Ultimately Jesus answers their question and gives His opinion on divorce, but that’s not where He goes right away. Instead, He starts by taking them back to what God intended for marriage in the first place. In total, His answer was probably not what the Pharisees wanted to hear.
He started by taking them back to the very Law they professed to love so much: “What did Moses command you?” In other words, what does the Law say? They knew the answer to this. In Deuteronomy 24:1, Moses said that if a man’s wife becomes displeasing to him because of something indecent she has done, he could write her a divorce certificate and send her away. There you have it. The Law permits divorce. The matter should be settled. Right? Wrong.
Jesus took things three steps further. He pushed them back to the original design for marriage. Along the way, He challenged the whole premise of their question and the attitude behind it. Moses, Jesus said, gave this command because the people were stubborn and weren’t willing to accept God’s original design for marriage.

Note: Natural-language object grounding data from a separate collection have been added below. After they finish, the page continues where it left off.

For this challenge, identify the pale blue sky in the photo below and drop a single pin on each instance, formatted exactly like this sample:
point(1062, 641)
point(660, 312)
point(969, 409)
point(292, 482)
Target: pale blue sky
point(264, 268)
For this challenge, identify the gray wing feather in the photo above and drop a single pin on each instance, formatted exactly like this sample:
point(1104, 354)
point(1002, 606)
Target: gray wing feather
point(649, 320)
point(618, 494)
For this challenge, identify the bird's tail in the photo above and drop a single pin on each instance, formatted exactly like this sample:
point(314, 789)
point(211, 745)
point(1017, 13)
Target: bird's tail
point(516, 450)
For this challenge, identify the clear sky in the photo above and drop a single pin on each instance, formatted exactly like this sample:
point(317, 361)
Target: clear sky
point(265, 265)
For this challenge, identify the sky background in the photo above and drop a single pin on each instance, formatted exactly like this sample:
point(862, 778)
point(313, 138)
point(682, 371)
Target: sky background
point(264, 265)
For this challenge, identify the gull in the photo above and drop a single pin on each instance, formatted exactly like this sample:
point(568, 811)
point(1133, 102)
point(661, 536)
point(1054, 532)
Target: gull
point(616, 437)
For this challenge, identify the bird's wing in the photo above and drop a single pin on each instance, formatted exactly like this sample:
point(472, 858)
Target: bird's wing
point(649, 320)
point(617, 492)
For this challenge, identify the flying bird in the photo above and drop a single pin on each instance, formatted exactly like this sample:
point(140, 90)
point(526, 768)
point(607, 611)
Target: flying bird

As a side note, in giving this command, Moses was not weakening the institution of marriage in that day as we might think. He was actually strengthening it and moving a people who were far from God’s ideal a few steps back in the right direction. Before this command, a man who wanted to divorce his wife could just do it and be done. He just had to kick her out and the relationship was over. By requiring a certificate, his actions were rendered public where the judgment of his peers came into play. That put a bit of accountability on the matter and a man may therefore be shamed into getting over himself and trying to work out his issues before simply kicking his wife to the curb in a culture that had no kind of social support system to help her make it without a husband.
God’s original design for marriage, Jesus said, was rooted back in creation itself. The last thing that happened during the creation narrative was that the man and woman were married. God created the first humans male and female with marriage in mind. That in and of itself speaks to the inherent wrongness of an understanding of marriage as anything other than a relationship between a biological male and a biological female. I’ll leave that alone for now. The point here is that marriage then – and in Jesus’ day and now – was intended to be the permanent joining of two lives. The two lives, Moses said and Jesus echoed, became one flesh. Two were one and in such a way that a separation was no longer possible. In other words, marriage was designed and intended to be a permanent state of affairs.

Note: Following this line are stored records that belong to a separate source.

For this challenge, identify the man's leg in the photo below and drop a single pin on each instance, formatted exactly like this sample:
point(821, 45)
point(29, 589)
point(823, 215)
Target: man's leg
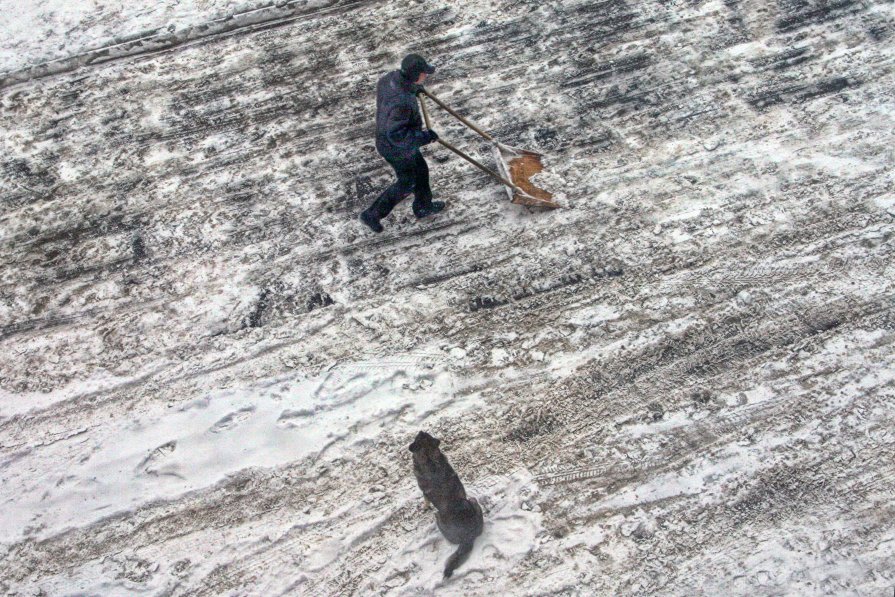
point(422, 194)
point(390, 197)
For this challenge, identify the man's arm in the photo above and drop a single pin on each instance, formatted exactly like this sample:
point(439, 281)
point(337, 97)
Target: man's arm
point(401, 132)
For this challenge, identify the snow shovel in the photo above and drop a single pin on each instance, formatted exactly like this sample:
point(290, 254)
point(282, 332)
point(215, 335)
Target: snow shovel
point(515, 165)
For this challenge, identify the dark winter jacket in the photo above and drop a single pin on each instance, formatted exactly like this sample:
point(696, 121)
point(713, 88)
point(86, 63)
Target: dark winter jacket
point(398, 124)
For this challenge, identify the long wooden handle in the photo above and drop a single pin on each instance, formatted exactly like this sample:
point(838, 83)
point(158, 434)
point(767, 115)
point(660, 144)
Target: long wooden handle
point(469, 159)
point(457, 116)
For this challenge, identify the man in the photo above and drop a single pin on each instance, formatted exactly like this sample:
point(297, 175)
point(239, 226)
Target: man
point(399, 136)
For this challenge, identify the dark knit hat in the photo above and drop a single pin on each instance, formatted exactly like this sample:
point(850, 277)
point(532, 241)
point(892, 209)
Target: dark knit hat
point(413, 65)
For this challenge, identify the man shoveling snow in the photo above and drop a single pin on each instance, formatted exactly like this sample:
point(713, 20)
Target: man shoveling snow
point(399, 136)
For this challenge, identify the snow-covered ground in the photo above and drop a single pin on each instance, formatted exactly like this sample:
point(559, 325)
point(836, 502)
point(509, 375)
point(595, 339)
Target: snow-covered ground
point(680, 383)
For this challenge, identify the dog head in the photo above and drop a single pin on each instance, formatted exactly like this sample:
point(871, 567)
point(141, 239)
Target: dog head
point(424, 442)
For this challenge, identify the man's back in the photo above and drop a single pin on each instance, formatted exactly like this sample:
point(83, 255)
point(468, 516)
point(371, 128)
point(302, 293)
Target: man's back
point(398, 123)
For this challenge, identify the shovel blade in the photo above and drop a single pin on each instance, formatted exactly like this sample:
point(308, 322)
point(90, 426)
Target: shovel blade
point(519, 165)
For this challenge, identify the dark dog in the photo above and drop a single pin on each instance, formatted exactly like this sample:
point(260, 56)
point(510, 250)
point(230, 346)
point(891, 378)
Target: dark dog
point(459, 519)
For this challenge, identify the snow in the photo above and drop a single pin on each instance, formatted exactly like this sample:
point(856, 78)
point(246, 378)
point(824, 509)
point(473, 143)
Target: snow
point(679, 383)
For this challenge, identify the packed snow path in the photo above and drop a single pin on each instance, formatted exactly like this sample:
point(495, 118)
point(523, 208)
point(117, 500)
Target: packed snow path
point(680, 384)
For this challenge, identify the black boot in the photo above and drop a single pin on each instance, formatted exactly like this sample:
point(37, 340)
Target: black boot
point(432, 208)
point(371, 220)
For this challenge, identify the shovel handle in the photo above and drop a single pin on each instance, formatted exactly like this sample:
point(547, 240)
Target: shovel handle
point(463, 155)
point(457, 116)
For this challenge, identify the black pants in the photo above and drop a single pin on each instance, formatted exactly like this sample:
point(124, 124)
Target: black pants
point(413, 176)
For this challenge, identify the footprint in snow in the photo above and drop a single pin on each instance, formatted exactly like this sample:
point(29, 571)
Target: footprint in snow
point(149, 464)
point(293, 418)
point(232, 420)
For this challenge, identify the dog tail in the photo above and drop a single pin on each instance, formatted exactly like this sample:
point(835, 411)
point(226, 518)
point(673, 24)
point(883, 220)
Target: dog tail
point(457, 558)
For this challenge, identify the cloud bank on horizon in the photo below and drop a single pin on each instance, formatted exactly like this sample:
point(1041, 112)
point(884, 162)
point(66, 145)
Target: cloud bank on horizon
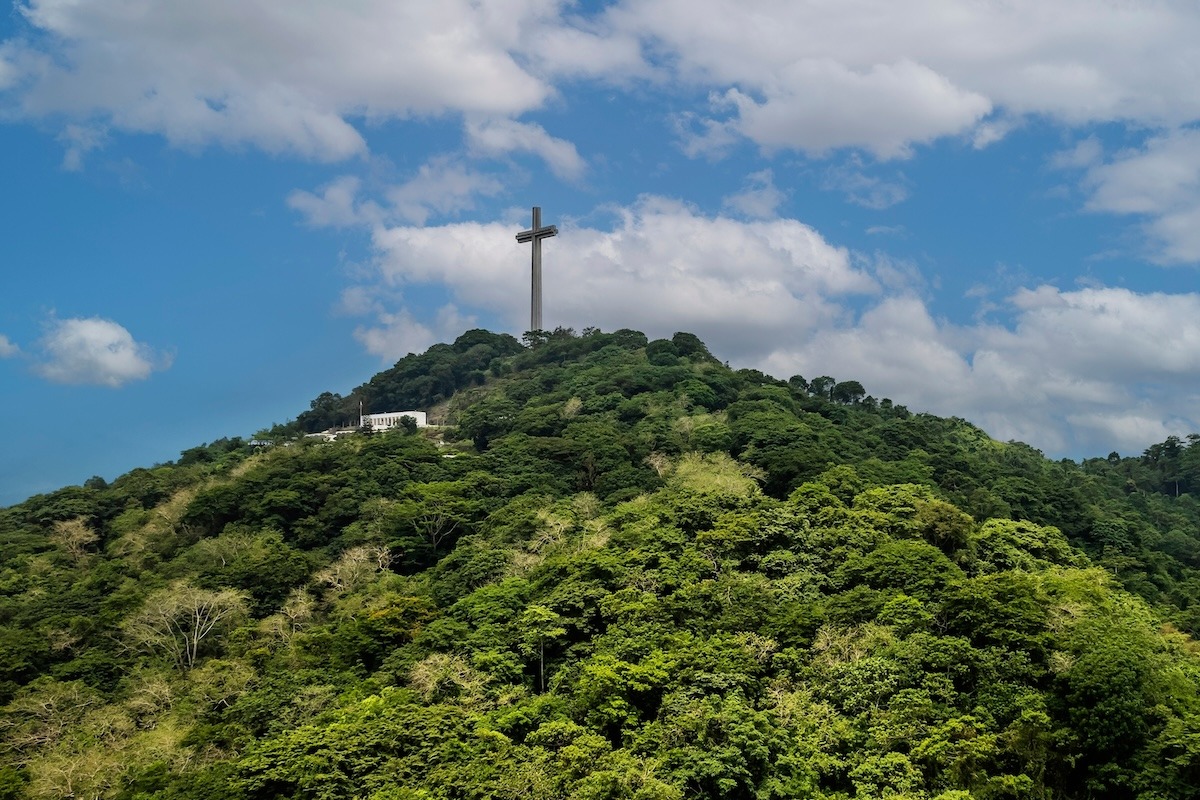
point(421, 128)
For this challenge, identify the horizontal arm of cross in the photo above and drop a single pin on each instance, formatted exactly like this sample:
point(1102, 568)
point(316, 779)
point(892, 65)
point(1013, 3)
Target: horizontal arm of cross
point(545, 232)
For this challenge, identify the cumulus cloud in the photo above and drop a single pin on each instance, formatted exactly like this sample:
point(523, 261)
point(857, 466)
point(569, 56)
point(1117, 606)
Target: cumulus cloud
point(862, 188)
point(885, 76)
point(862, 73)
point(442, 186)
point(663, 266)
point(285, 78)
point(760, 199)
point(397, 334)
point(499, 137)
point(336, 205)
point(1158, 181)
point(79, 140)
point(1074, 372)
point(97, 352)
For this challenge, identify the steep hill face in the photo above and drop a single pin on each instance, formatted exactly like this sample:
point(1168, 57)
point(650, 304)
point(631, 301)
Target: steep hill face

Before answering their question of divorce, Jesus wanted them to better understand the nature of marriage itself. Marriage is supposed to be permanent. And in spite of where our culture is today, a part of us inherently understands this truth. This is why so many marriage ceremonies include some sort of a unity ritual. When you take two candle flames and use them to light a third, it is not possible to divide back out the parts of the flame that came from each respective candle. Something new has been created and it cannot be uncreated. The same thing goes with the sand ceremony. Perhaps given enough time and effort you could separate out the sand back into its respective original containers, but it would be a monumental process. Marriage is supposed to be forever. That’s how it was designed. Anything other than that is a deviation of what God intended. And how we should think about such deviations is something we’ll talk more about tomorrow.